Being just plain true, and alien to the common experience, but nonetheless true, though not what you'd think, BUT TRUE GODDAMMIT!!! meant kicking holes in that safe wall that protected literature from the world and tenured faculty from review.
Hard sf had to break that rule to be what it was, and now, so do all the "identity sfs" that are bursting out everywhere and turning the field over again. And high time. There's no fertility if you don't turn the field over now and then.
Now, for the near future, hard sf will probably be less interesting than the identity sfs, owing to the fertility and excitement of a new frontier: at this moment in the history of science fiction, there’s just so much more stuff that we haven’t heard before to say about the experience of AfroCaribbean women than there is about rockets. Tropes about gender queerness are still being developed and created whereas the ones about the Singularity are pretty worn down from decades of traffic.
So, for those of you who lament that sf isn’t about what it was about when you were young, well, duh. Neither is the world, and neither are you.

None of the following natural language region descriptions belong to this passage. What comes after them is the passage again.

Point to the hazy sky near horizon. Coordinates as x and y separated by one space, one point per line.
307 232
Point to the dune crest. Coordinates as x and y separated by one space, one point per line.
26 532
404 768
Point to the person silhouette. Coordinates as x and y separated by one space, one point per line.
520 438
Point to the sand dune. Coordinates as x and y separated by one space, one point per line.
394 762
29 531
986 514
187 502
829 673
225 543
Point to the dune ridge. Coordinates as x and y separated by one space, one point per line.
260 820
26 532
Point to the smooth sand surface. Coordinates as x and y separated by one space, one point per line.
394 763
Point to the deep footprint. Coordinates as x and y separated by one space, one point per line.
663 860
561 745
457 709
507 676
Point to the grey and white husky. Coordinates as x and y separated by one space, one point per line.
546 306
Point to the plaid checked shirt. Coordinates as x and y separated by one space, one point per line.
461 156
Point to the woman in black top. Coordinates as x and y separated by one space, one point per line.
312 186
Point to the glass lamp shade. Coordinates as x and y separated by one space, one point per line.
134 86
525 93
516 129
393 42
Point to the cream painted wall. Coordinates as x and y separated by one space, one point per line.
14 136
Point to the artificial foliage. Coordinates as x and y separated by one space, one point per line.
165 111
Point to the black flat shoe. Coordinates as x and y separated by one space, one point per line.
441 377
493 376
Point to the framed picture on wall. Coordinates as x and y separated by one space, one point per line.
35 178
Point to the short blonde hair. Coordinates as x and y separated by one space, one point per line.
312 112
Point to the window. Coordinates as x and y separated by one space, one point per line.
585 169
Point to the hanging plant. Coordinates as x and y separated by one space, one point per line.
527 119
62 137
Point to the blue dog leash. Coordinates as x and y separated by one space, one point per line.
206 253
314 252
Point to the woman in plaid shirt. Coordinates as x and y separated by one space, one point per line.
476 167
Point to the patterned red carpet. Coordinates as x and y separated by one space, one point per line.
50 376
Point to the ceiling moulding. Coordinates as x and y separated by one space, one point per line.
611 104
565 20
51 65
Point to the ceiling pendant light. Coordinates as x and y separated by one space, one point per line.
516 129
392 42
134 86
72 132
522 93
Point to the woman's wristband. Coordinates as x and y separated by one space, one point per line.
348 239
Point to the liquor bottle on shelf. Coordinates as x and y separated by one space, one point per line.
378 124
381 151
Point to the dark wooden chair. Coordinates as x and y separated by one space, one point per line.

The "planetary" (or so I visualize it) structure of hard sf:
Even the eternal attempts to cram hard sf back into other genre expectations, somehow, seem to have exact mirrors in the attempts to similarly cram and suppress the identity sfs. Indeed, one way to tell that the new polycultural sf is vital to the field (in the strict sense of vital, i.e. having to do with its continuing life) is that defenses mustered against it are parallel to the ones traditionally mounted against hard sf. For example:
6. The argument that "but nothing really changes." Nothing to see here, folks, walk away, don’t look, the fictional universe is what it’s always been. The Hero is still wearing his same old thousand faces, everything’s just a hero with a problem and a likeable protagonist versus an interesting but fatally flawed antagonist in an escalating game of Ping Pong, you’ve been here before, all that changes are the furniture and the minor characters. The Tempest dealt with the science of its day and particularly the excitement of discovering new lands, and it has a lot to say about colonialism, and they made Forbidden Planet and Prospero's Dream out of it, so if you know The Tempest, you know as much as you need to. In fact you could just throw The Tempest over the side too because you can say the same things about The Odyssey. Everybody should stop shouting about all this supposedly new stuff and let us get back to our cultural nap.
The defenses against hard sf then and against the identity sfs now are the same because the threat is the same: that awkward core is going to get too hot for the mantle of overused tropes to contain, and before you know it our comfy standard-fiction crust will have the hot magma of change and surprise all over it.
Well, yeah, that was a very overblown metaphor.
Of course many hard-sf aficionados want to stay back with their familiar, comfy wonders, and are just hoping for a story that makes them feel like they understand the Higgs boson.
Sure, most of the new young writers don’t see any particular reason to venture very far back into that old dead white guy stuff, any more than people who want to learn to fly a plane feel like they have to put in an apprenticeship as bicycle mechanics.
Nevertheless, here we all are, and in the ever-continuing struggle to breach the genre-trope containment and let loose a whole volcano of wonder, we're the allies we have.